Leeds brand alignment agency Definition has trained an AI to teach UK key stage 3 and 4 maths and English using national curriculum approved methods. The agency claims this is is the first time an AI has been trained using data directly sourced from UK teachers.
The project, completed for online tuition company TLC LIVE, marks a significant milestone in the use of AI for education in the UK.
The 8B parameter Llama 3 model, released in April by Facebook-owned Meta, has been extensively tuned using 550,000 minutes of transcribed explanations from over 300 fully qualified UK teachers, who deliver tutoring for, TLC LIVE.
The resulting AI tutor, named ‘Manda’, is currently undergoing testing with students studying the UK national curriculum wherever they are in the world for £10 a month per student or £100 for an annual subscription.

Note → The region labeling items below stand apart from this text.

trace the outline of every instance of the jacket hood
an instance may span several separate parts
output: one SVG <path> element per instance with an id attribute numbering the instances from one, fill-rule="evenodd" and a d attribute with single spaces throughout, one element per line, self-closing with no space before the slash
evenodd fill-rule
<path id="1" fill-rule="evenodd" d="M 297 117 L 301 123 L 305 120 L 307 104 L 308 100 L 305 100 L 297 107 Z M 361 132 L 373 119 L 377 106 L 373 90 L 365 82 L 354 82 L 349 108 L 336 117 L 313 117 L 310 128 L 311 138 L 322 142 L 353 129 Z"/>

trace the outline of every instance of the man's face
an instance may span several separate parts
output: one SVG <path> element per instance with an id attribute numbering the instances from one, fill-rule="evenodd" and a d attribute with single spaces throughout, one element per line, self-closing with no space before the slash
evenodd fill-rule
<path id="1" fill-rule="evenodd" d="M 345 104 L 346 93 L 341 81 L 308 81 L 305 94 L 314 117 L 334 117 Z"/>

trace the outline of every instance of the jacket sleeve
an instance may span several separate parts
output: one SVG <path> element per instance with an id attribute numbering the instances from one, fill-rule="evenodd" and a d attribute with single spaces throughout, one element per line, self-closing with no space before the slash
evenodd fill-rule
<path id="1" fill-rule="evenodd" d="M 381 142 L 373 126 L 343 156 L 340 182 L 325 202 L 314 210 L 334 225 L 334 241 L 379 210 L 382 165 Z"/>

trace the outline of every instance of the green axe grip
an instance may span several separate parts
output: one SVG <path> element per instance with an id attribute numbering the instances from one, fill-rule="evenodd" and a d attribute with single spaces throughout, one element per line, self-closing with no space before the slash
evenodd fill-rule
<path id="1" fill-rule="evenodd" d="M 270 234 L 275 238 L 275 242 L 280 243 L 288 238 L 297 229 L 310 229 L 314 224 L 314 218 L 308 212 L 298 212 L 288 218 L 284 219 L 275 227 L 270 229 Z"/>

Luke Budka, AI director at Definition, notes: “We spotted an opportunity to use TLC’s existing data to transform their business and open up an entirely new revenue stream for them. Our team used our private AI environment to remove all personal data from the transcriptions, extract the key stage 3 and 4 maths and English ‘explanations’ and turn them into training data.
“The model that was fine-tuned, ‘Manda’, sits within a tutoring platform we’ve built for TLC. It’s been constructed in a way that enables TLC to ‘continually’ train new versions of Manda, ensuring any changes in the national curriculum are reflected in the way Manda tutors her students.”

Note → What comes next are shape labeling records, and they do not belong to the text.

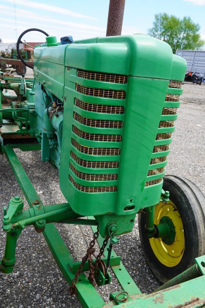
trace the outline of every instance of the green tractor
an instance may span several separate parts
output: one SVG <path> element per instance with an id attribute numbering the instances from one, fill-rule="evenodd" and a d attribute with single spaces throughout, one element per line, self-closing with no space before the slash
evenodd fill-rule
<path id="1" fill-rule="evenodd" d="M 58 42 L 39 30 L 46 43 L 34 49 L 33 80 L 5 78 L 1 84 L 1 151 L 30 208 L 14 196 L 4 208 L 1 270 L 12 271 L 17 239 L 33 225 L 84 307 L 202 307 L 204 197 L 188 180 L 165 175 L 186 61 L 143 34 Z M 42 161 L 59 170 L 67 202 L 43 205 L 15 148 L 41 150 Z M 165 283 L 149 295 L 112 250 L 118 236 L 131 232 L 137 214 L 147 261 Z M 91 226 L 82 261 L 74 261 L 54 222 Z M 96 242 L 101 248 L 94 259 Z M 110 269 L 122 289 L 106 304 L 94 286 L 110 283 Z"/>

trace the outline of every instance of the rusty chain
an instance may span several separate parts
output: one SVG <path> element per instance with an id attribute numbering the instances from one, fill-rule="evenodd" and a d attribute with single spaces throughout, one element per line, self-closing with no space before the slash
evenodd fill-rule
<path id="1" fill-rule="evenodd" d="M 93 234 L 93 239 L 90 242 L 89 247 L 87 249 L 86 253 L 85 256 L 82 258 L 81 263 L 80 265 L 79 268 L 75 274 L 75 275 L 72 281 L 72 285 L 70 287 L 70 291 L 71 294 L 74 293 L 74 289 L 75 284 L 78 281 L 78 277 L 81 274 L 83 267 L 87 260 L 89 263 L 89 270 L 90 274 L 88 278 L 94 286 L 95 286 L 95 283 L 94 281 L 94 273 L 98 265 L 99 262 L 100 261 L 102 256 L 103 254 L 105 249 L 107 245 L 109 237 L 106 237 L 102 243 L 102 247 L 100 249 L 99 253 L 98 255 L 94 265 L 93 264 L 93 259 L 92 256 L 94 255 L 95 251 L 95 249 L 94 246 L 95 243 L 95 241 L 99 236 L 99 227 L 97 227 L 97 230 Z"/>

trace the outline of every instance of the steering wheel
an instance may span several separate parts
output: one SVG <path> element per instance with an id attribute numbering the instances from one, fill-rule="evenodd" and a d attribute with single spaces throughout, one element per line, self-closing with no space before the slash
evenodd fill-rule
<path id="1" fill-rule="evenodd" d="M 17 41 L 17 44 L 16 44 L 16 49 L 17 50 L 17 53 L 19 57 L 19 59 L 22 62 L 25 64 L 26 66 L 27 66 L 28 67 L 30 67 L 30 68 L 33 68 L 33 66 L 32 66 L 31 65 L 30 65 L 29 64 L 28 64 L 26 63 L 24 60 L 23 59 L 21 56 L 21 55 L 20 53 L 20 51 L 19 49 L 19 45 L 21 43 L 22 44 L 25 44 L 26 45 L 27 45 L 26 43 L 23 43 L 21 40 L 21 39 L 22 38 L 23 36 L 26 34 L 26 33 L 28 33 L 28 32 L 30 32 L 31 31 L 38 31 L 38 32 L 41 32 L 41 33 L 43 33 L 45 34 L 46 36 L 49 36 L 49 35 L 46 32 L 45 32 L 43 30 L 41 30 L 40 29 L 37 29 L 35 28 L 32 28 L 30 29 L 27 29 L 27 30 L 26 30 L 23 32 L 22 32 L 19 37 L 18 38 L 18 40 Z M 34 47 L 32 46 L 30 46 L 29 45 L 28 45 L 30 47 L 32 47 L 32 48 L 34 48 Z"/>

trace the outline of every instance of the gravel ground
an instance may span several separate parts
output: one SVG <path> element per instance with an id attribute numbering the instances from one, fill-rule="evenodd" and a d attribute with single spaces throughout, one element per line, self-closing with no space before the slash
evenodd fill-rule
<path id="1" fill-rule="evenodd" d="M 26 77 L 32 71 L 28 70 Z M 171 150 L 167 167 L 167 174 L 184 176 L 193 181 L 204 192 L 204 161 L 203 156 L 204 130 L 205 85 L 185 83 L 182 104 L 178 111 Z M 65 202 L 60 189 L 58 171 L 42 162 L 39 152 L 23 152 L 16 149 L 20 160 L 44 204 Z M 5 156 L 1 158 L 0 198 L 2 208 L 15 195 L 24 198 L 22 192 Z M 40 172 L 39 171 L 40 171 Z M 26 202 L 25 207 L 27 208 Z M 58 229 L 75 260 L 79 260 L 86 247 L 78 227 L 65 225 Z M 92 237 L 89 227 L 82 227 L 87 241 Z M 3 255 L 6 234 L 0 233 L 0 257 Z M 77 245 L 76 245 L 77 241 Z M 160 283 L 146 263 L 139 240 L 137 219 L 133 231 L 121 237 L 115 249 L 135 282 L 143 292 L 154 291 Z M 16 262 L 13 273 L 0 273 L 0 302 L 2 308 L 78 308 L 81 306 L 58 269 L 47 244 L 33 227 L 25 228 L 20 235 L 16 250 Z M 98 288 L 107 302 L 111 292 L 120 287 L 113 277 L 109 286 Z"/>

Simon Barnes, co-founder and CEO at TLC, added: “We’ve always been passionate about supporting children with tutoring delivered by actual teachers – we know, and research shows, this is the best option.
“An AI will obviously never be able to replicate what a real-life teacher can deliver, and our existing work with schools across the UK will continue as usual with the same fully qualified teachers.

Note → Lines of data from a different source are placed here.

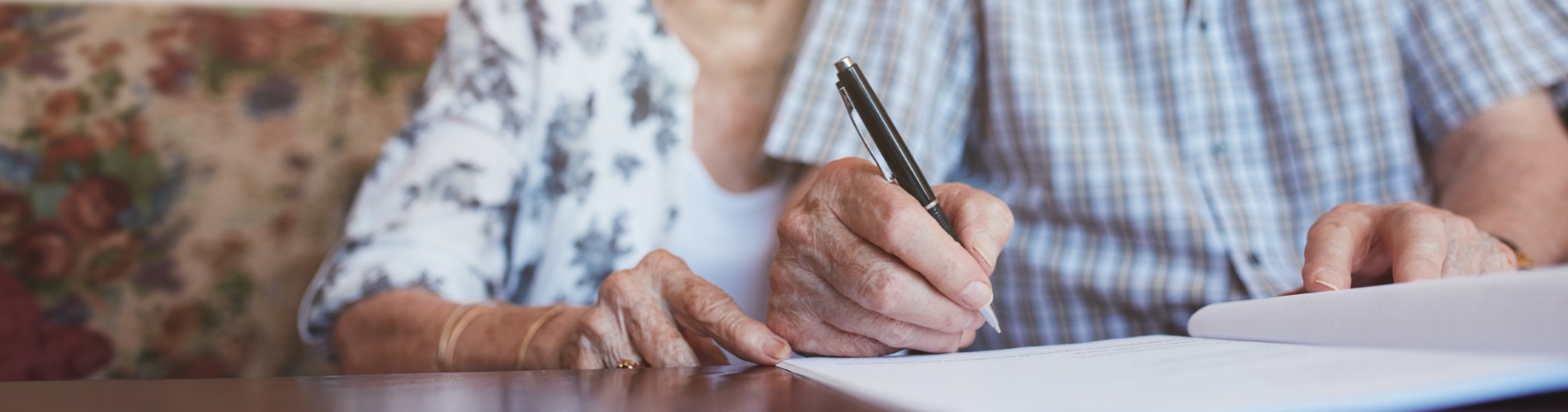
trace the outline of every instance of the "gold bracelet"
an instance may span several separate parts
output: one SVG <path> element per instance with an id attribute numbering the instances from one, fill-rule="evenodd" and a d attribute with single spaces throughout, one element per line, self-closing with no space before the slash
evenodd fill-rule
<path id="1" fill-rule="evenodd" d="M 470 310 L 464 310 L 463 316 L 458 316 L 458 324 L 452 326 L 452 338 L 445 342 L 447 351 L 441 352 L 441 371 L 452 368 L 452 354 L 458 351 L 458 340 L 463 338 L 463 329 L 469 327 L 469 321 L 478 318 L 486 310 L 494 309 L 492 305 L 469 305 Z"/>
<path id="2" fill-rule="evenodd" d="M 554 304 L 554 305 L 550 305 L 550 309 L 544 310 L 544 315 L 539 315 L 539 318 L 533 320 L 533 324 L 528 326 L 528 334 L 522 335 L 522 345 L 517 346 L 517 367 L 516 367 L 516 370 L 522 370 L 522 359 L 528 354 L 528 343 L 533 342 L 533 334 L 539 332 L 539 327 L 544 326 L 544 323 L 549 321 L 550 316 L 555 316 L 557 313 L 561 313 L 561 310 L 564 310 L 564 309 L 566 309 L 566 304 Z"/>
<path id="3" fill-rule="evenodd" d="M 470 304 L 453 307 L 452 313 L 447 313 L 447 321 L 441 324 L 441 337 L 436 340 L 436 371 L 447 371 L 447 342 L 452 340 L 452 326 L 470 309 L 474 309 Z"/>

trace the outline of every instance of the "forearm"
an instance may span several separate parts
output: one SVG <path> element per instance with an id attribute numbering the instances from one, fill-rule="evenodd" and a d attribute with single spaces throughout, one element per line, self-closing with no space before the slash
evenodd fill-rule
<path id="1" fill-rule="evenodd" d="M 332 349 L 347 374 L 437 371 L 442 327 L 458 304 L 425 290 L 394 290 L 353 304 L 332 329 Z M 517 349 L 547 309 L 499 305 L 474 316 L 452 348 L 452 371 L 513 370 Z M 561 368 L 557 356 L 580 316 L 571 309 L 535 334 L 524 368 Z"/>
<path id="2" fill-rule="evenodd" d="M 1441 208 L 1519 246 L 1537 265 L 1568 258 L 1568 132 L 1544 92 L 1499 103 L 1433 152 Z"/>

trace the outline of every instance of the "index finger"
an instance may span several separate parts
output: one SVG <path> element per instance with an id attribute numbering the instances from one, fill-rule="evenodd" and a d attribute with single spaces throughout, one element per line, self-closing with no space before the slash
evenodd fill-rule
<path id="1" fill-rule="evenodd" d="M 1301 290 L 1328 291 L 1350 288 L 1350 273 L 1356 255 L 1367 249 L 1372 219 L 1366 205 L 1345 204 L 1323 213 L 1306 230 L 1306 263 L 1301 265 Z"/>
<path id="2" fill-rule="evenodd" d="M 740 359 L 757 365 L 775 365 L 789 359 L 790 349 L 784 338 L 746 316 L 724 290 L 690 269 L 666 279 L 665 301 L 682 329 L 713 337 L 718 346 Z"/>
<path id="3" fill-rule="evenodd" d="M 829 207 L 850 232 L 902 260 L 958 305 L 977 310 L 991 302 L 988 271 L 942 230 L 925 205 L 883 180 L 869 161 L 829 163 L 822 179 L 826 182 L 818 185 L 839 188 Z"/>

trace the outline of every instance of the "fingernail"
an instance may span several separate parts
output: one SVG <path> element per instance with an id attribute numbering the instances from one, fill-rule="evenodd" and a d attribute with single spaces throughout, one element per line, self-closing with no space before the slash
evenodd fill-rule
<path id="1" fill-rule="evenodd" d="M 784 362 L 786 359 L 789 359 L 789 343 L 784 343 L 784 340 L 781 338 L 768 342 L 768 346 L 762 349 L 767 351 L 768 356 L 773 357 L 773 360 Z"/>
<path id="2" fill-rule="evenodd" d="M 963 298 L 964 304 L 969 304 L 969 307 L 980 309 L 982 305 L 991 302 L 991 287 L 985 282 L 974 280 L 969 287 L 964 287 L 964 291 L 958 293 L 958 298 Z"/>
<path id="3" fill-rule="evenodd" d="M 980 254 L 980 258 L 985 260 L 986 274 L 996 271 L 996 246 L 993 244 L 996 244 L 996 238 L 991 237 L 991 232 L 975 232 L 975 254 Z"/>
<path id="4" fill-rule="evenodd" d="M 1323 279 L 1312 280 L 1312 284 L 1325 285 L 1325 287 L 1328 287 L 1331 290 L 1339 290 L 1339 287 L 1336 287 L 1334 284 L 1330 284 L 1328 280 L 1323 280 Z"/>
<path id="5" fill-rule="evenodd" d="M 1319 284 L 1319 285 L 1328 287 L 1331 290 L 1339 290 L 1339 287 L 1336 287 L 1334 284 L 1330 284 L 1328 280 L 1323 280 L 1325 277 L 1330 277 L 1333 273 L 1334 271 L 1330 269 L 1330 268 L 1320 268 L 1320 269 L 1314 271 L 1312 273 L 1312 284 Z"/>

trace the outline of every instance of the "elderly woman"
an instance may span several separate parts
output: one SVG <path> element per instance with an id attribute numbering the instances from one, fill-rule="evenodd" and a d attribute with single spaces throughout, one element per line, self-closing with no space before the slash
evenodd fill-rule
<path id="1" fill-rule="evenodd" d="M 345 373 L 789 357 L 756 320 L 792 179 L 760 147 L 803 11 L 464 2 L 301 335 Z"/>

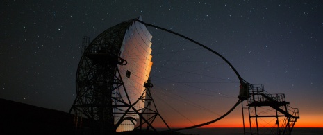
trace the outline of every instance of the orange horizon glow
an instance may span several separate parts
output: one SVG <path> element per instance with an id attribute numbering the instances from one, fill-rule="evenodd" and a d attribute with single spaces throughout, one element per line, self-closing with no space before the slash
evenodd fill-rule
<path id="1" fill-rule="evenodd" d="M 301 115 L 301 118 L 297 119 L 294 127 L 304 128 L 304 127 L 313 127 L 313 128 L 323 128 L 323 115 Z M 197 123 L 197 124 L 201 124 Z M 192 126 L 187 123 L 176 123 L 169 125 L 171 128 L 183 128 Z M 156 126 L 157 128 L 165 128 L 166 127 L 162 125 Z M 243 127 L 242 118 L 225 118 L 224 120 L 221 120 L 218 122 L 215 122 L 213 124 L 205 125 L 197 128 L 242 128 Z M 245 127 L 249 128 L 249 119 L 245 119 Z M 270 126 L 263 127 L 272 127 Z M 262 127 L 259 127 L 262 128 Z"/>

“But we saw an opportunity to offer high quality but relatively low-cost AI tutoring, using national curriculum approved methodologies, and decided we should build Manda to at least give parents a new option, amongst all the other AI tutors that have quickly sprung up over the last 18 months.”
Josh Blackburn, COO at TLC LIVE (pictured) said: “Coincidentally we finished training Manda on the same day the government announced they were working on an AI to help teachers mark homework and produce lesson content. Education is a great use case for the tech, as there’s so much existing content available to train on.”
Manda generates text and code only, with a knowledge cut off date of March 2023. It is updated on an ongoing basis by TLC LIVE’s internal academic team, to improve its ability to explain questions to students. All student chats with the AI tutor are checked against a blacklist of prohibited terms and phrases and protected in an encrypted database.